One-tenth of electricity generated by wind or solar

Renewables

According to research by climate think-tank Ember wind and solar now generate one-tenth of global electricity. Ember’s new half-year analysis aggregates national electricity generation for 48 countries making up 83% of global electricity production. It builds on Ember’s annual Global Electricity Review.
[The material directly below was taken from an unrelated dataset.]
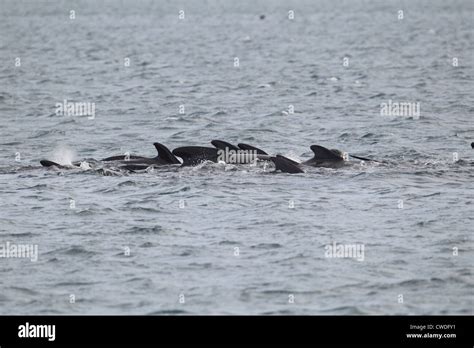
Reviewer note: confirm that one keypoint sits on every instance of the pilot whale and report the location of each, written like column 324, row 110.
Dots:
column 221, row 152
column 164, row 157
According to Ember wind and solar generation rose 14% in the first half of this year (H1-2020) compared to H1-2019, generating almost a tenth (9.8%) of global electricity. In the 48 countries analysed, wind and solar generation rose from 992 terawatt hours in 2019 to 1,129 terawatt hours in H1-2020. That meant wind and solar’s share of global electricity has risen from 8.1% in 2019 to 9.8% in H1-2020. And their share more than doubled from 4.6% in 2015, when the Paris Climate Agreement was signed. Wind and solar generated almost as much CO2-free power as nuclear power plants, which generated 10.5% of global electricity in H1-2020 and whose share remained unchanged from 2019.

EU ahead

Many key countries now generate around a tenth of their electricity from wind and solar: China (10%), the US (12%), India (10%), Japan (10%), Brazil (10%) and Turkey (13%). The EU and UK were substantially higher with 21% and 33% respectively; within the EU, Germany rose to 42%. Russia is the largest country so far to shun wind and solar, with just 0.2% of its electricity from wind and solar.

Coal generation declining

Global coal generation fell 8.3% in the first half of 2020, compared to H1-2019. This breaks a new record, following on from a year-on-year fall of 3% in 2019, which at the time was the biggest fall since at least 1990. The fall in H1-2020 is because electricity demand fell globally by 3.0% in H1-2020 due to COVID-19, as well as due to rising wind and solar. Although 70% of coal’s fall in H1-2020 can be attributed to lower electricity demand due to COVID-19, 30% can be attributed to increased wind and solar generation. The US and the EU are racing to reduce coal, with falls of 31% and 32% respectively. China’s coal fell only 2%, meaning its share of global coal generation rose to 54% so far this year, up from 50% in 2019 and 44% in 2015.

Wind and solar have captured a five percentage points market share from coal since 2015. Coal’s share fell from 37.9% in 2015 to 33.0% in the first half of 2020, as wind and solar grew from 4.6% to 9.8%. India’s change was even more dramatic: wind and solar’s share rose from 3% of total generation in 2015 to 10% in the first half of 2020; at the same time, coal’s share fell from 77% to 68%. For the first time, the world’s coal fleet ran at less than half of its capacity this year.

Too slow

The global electricity transition is off-track for 1.5 degrees. Coal needs to fall by 13% every year this decade, and even in the face of a global pandemic coal generation has only reduced 8% in the first half of 2020. The IPCC’s 1.5 degree scenarios show coal needs to fall to just 6% of global generation by 2030, from 33% in H1-2020. The IPCC shows in all scenarios most of coal’s replacement is with wind and solar.